The dockers' strikes were over. The resistance to containerisation — fierce, bitter, and understandable — had finally given way. And what remained was something extraordinary: a company, and an entire industry, settling into the realisation that it had just changed the world.
The role was in finance. But the view from the finance team at OCL in 1978 was a front-row seat to one of the great industrial transformations of the twentieth century.
The OCL offices were a world of massive paper sheets — schedules, manifests, freight calculations — all produced by hand. The financial numbers were crunched by a team of comptometer operators: women from the East End of London who were, in the truest sense, geniuses at their machines.
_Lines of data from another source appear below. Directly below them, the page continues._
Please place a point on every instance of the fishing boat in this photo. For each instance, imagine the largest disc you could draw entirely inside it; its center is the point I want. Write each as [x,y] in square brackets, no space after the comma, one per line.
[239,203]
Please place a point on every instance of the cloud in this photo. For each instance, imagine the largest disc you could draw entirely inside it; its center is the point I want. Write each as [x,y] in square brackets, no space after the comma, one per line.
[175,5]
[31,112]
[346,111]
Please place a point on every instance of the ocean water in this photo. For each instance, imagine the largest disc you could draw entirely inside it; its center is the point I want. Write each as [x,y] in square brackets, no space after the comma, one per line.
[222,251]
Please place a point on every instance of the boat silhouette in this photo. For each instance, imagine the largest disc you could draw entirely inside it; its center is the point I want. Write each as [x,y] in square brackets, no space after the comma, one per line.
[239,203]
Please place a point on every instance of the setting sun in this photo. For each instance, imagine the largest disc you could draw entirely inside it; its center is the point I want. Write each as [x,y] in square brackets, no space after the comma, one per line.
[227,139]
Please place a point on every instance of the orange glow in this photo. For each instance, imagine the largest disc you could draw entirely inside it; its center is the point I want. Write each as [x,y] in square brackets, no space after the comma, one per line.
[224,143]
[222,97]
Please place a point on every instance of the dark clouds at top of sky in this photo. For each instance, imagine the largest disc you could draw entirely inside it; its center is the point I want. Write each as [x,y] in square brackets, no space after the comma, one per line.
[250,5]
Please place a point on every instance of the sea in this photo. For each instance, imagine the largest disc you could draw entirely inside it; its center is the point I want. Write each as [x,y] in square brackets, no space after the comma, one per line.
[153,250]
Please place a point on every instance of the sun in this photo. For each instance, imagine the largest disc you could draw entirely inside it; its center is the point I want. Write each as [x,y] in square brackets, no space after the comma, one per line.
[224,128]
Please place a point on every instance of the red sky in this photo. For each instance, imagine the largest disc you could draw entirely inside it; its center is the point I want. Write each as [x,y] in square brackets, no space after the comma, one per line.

They worked with a speed and accuracy that was almost impossible to believe. The comptometer — a heavy manual mechanical calculating machine — was their instrument, and they played it brilliantly.
Down the corridor, a different kind of transformation was gathering pace. The computer department — not yet called IT — was quietly preparing to change everything. This was the pre-desktop era. The machines were vast, the ambitions larger still. The comptometer operators' days were numbered, and everyone knew it.
Two revolutions at once: the physical one, out in the docks, and the informational one, building quietly in the back offices. OCL was living through both simultaneously.
Before containerisation, the docks were organised chaos. Goods arrived. Goods were unpacked, sorted, repacked, handled, re-handled, loaded and reloaded. Casual labour. Constant friction. Every transfer point a potential failure. The cost — in time, money, damage, and theft — was enormous.
By 1978, that world had almost vanished. In its place: the clean, sleek flow of boxes. Ship to dock to truck to rail, moving as a single unit without being opened, touched, or repacked. The container had done what no individual vehicle improvement could ever have achieved — it had redesigned the system itself.
Working in the finance team, you saw this not just as an operational change but as an economic one. The numbers told the story. The container hadn't just made shipping faster. It had made it fundamentally different.
Over the years that followed, OCL containers became a familiar sight. Ports, terminals, railheads, docklands — in the UK, in Australia, in South Africa, in the Far East. The white or blue hull, the OCL mark. It became, for anyone who knew what to look for, a symbol of a particular moment in history.
Decades later, the founder of Optimised Container Logistics found himself looking at that logo differently. Not as a memory, but as a possibility.
The image came fully formed: a cargo bike, moving through a city street, carrying a small container — clean, standardised, interoperable — bearing the OCL mark. A miniature version of what had transformed global trade, now doing the same for the last mile.
The trademark registers were checked. The name was available. The decision was made not just to borrow it, but to deliberately reinvent it — same logo, refined tagline, entirely new purpose. A living continuation of something that had started in those Braham Street offices in 1978.
OCL is not a nostalgic project. It is the application of a lesson learned at first hand: that the container — not the vehicle — is the unit that scales. That standardisation is what transforms a good idea into infrastructure. That the McLean Moment happens when an industry stops optimising the wrong thing.
We learned that in the seventies. We're building it again now.